Originally created 12/08/96

Booknotes -- New book documents life in the Low Country



When an outsider moves to a new place, everyday details of life the natives take for granted can be worth noting.

A new book from the University of South Carolina press, An Antebellum Plantation Household, takes advantage of an outsider's perspective to document life in South Carolina's Low Country before the Civil War.

The book uses as its guide the letters of Emily Sinkler, a Philadelphia woman who moved to the Low Country after marriage. Mrs. Sinkler often wrote home to her family in Philadelphia, describing the details of her new life.

Anne Sinkler Whaley LeClercq, a descendant of Emily Sinkler, has collected those letters and used them to put together a portrait of a place and time. She completes the portrait with Mrs. Sinkler's book of recipes and remedies.

Ms. LeClercq goes through Mrs. Sinkler's observations subject by subject, distilling comments from years worth of letters on issues such as life at the plantation, motherhood, slavery, the boredom of country life and visits to Charleston. The quotes from the letters are usually brief.

The book is more of interest for its historical value than its narrative. Mrs. Sinkler comes across as an observant, intelligent figure, and the book would a good resource for someone wanting to research that time.

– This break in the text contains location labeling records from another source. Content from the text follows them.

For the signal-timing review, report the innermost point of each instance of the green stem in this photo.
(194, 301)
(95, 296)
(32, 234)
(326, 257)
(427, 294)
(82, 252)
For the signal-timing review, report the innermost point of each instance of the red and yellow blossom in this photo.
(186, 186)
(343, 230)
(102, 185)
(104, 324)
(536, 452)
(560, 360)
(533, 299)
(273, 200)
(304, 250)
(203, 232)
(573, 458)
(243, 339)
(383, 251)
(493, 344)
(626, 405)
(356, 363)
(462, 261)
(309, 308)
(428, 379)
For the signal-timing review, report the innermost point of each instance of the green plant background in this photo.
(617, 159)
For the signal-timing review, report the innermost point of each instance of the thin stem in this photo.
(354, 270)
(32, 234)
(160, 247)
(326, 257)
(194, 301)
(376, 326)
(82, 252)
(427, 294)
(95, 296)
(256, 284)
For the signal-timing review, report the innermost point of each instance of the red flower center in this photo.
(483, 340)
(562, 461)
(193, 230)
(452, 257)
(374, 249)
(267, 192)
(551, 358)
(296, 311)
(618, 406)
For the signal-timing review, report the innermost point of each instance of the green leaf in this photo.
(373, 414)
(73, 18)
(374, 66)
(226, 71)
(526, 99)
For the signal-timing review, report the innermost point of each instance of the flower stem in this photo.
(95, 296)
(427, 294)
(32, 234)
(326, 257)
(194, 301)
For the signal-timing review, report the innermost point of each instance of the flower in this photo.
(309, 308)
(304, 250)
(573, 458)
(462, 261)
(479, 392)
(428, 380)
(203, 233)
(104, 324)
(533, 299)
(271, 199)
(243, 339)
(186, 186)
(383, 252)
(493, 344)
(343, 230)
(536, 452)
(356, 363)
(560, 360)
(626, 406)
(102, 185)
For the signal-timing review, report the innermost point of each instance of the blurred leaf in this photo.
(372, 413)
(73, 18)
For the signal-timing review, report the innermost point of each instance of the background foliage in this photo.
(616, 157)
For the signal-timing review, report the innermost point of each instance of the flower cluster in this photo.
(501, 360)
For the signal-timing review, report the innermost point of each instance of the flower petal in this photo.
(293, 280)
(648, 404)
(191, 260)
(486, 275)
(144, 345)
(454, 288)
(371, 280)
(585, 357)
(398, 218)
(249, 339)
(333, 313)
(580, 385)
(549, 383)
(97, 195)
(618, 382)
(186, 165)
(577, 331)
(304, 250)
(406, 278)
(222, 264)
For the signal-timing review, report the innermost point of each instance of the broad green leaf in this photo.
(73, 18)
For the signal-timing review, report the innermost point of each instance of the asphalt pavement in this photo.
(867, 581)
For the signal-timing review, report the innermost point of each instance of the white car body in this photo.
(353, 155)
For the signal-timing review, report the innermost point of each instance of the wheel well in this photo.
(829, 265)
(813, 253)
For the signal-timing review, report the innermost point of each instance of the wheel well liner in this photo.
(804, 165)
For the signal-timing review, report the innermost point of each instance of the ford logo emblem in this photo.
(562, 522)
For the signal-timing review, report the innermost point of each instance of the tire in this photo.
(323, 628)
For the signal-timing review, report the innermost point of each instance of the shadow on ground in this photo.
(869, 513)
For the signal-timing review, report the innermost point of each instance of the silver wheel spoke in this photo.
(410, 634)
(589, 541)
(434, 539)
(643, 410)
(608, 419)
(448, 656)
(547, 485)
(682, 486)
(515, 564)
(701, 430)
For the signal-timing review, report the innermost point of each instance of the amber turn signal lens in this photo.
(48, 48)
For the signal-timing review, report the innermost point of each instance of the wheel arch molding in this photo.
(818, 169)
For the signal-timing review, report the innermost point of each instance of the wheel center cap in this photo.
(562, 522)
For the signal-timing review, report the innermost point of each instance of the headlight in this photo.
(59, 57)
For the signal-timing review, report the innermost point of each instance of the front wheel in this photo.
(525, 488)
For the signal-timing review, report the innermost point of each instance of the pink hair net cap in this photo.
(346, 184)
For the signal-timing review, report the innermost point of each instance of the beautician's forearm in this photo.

The biggest disappointment has to be that the correspondence, which began in 1842, all but ceased from 1856 until Mrs. Sinkler's death in 1875, thus robbing readers of any of her perspective on the Civil War.

The book is 181 pages and costs $16.95

The 22nd annual Sandhills Writers' Conference has been set for May 8-10 at Augusta State University.

The conference gives aspiring writers a chance to have their manuscripts evaluated by professional authors. Panelists this year include Gloria Naylor, author of Women of Brewster Place; William F. Nolan, author of Logan's Run, Jane Dystel, a New York literary agent and Xuefei Ha Jin, a creative writing teacher at Emory University.

Writers who plan to submit manuscripts for evaluation have until March 28 to register. The cost is $156, or $76 for students.